Logen-Blog [38]: Über Maschinenlärm und Kinderliebe
Zugegeben: es ist nicht leicht, sich in Jean Pauls poetisch-lyrische Welten zu begeben, „wenn der Abend langsam aus dem Tal sich in die Höhe richtet – wenn die einschlummernde Natur in abgebrochenen Lauten des zu Bette gegangnen Vogels gleichsam noch ein paar Worte im halben Schlafe sagt – wenn das Glockenspiel am Halse der Herde, die unschuldige Blumen der Freude aus Wiesen pflückt, und der eintönige Guckguck und das verwirrte Abendgeräusch die Tasten der leisesten Saiten gedrückt hat“ – und wenn gleichzeitig ein 312er Litronic ab sieben Uhr früh vor der Haustür wütet, Eisenplatten mit dem Baggergreifer verschoben werden, Kies abgeladen wird, der eiserne Arm schwingt und der Motor dröhnt.

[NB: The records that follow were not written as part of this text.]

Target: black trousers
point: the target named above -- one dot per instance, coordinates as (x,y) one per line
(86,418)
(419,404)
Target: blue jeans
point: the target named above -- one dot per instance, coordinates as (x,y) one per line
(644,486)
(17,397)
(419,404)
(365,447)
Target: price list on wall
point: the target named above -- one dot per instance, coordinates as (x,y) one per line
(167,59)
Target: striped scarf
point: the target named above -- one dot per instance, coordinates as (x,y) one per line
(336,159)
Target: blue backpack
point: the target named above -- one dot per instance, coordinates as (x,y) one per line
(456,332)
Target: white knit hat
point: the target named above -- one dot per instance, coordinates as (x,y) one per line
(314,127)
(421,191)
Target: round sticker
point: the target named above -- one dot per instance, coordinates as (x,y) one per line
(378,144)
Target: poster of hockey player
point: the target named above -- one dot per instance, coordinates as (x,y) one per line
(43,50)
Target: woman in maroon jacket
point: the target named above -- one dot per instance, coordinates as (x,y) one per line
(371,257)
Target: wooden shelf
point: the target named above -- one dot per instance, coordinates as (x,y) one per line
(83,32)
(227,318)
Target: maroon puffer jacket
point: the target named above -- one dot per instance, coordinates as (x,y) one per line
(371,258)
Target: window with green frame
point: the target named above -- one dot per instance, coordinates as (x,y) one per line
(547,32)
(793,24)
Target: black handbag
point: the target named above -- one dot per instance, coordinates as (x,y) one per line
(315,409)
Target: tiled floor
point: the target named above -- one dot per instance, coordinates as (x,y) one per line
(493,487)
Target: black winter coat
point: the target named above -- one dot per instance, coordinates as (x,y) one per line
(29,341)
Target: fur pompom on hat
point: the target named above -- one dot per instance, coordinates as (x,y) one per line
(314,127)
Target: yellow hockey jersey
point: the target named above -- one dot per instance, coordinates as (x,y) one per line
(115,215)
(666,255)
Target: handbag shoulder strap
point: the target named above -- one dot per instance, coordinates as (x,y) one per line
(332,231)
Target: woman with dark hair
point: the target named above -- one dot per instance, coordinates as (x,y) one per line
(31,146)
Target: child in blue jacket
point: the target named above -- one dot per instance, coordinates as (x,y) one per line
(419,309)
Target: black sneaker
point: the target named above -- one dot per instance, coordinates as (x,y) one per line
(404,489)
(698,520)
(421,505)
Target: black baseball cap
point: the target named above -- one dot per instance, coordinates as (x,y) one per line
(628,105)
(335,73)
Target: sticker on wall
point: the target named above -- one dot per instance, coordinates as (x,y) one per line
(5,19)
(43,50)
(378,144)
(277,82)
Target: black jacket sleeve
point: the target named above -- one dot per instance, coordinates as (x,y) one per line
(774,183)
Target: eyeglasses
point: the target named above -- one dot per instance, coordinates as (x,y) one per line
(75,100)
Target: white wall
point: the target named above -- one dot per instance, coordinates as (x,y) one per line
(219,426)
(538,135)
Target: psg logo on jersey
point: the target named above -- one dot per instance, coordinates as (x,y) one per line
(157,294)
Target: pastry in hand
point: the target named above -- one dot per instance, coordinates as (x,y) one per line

Die einschlummernde Natur hat es angesichts dieser akustischen Kulisse nicht leicht, sich zur Ruhe zu begeben.
Aber gehört nicht „an sich“ ein gehöriges Stück Imaginationskraft dazu, sich in Jean Pauls Landschaften zu begeben? Unabhängig von jeglichem Stadtlärm? Wer weiß, was er damals hörte, als er am Schwarzenbacher Schreibtisch saß und schrieb. Zänkische Frauen, betrunkene Männer, schreiende Kinder, gackernde Gänse – alles ist möglich, selbst und gerade zur „Sonntagsruhe“.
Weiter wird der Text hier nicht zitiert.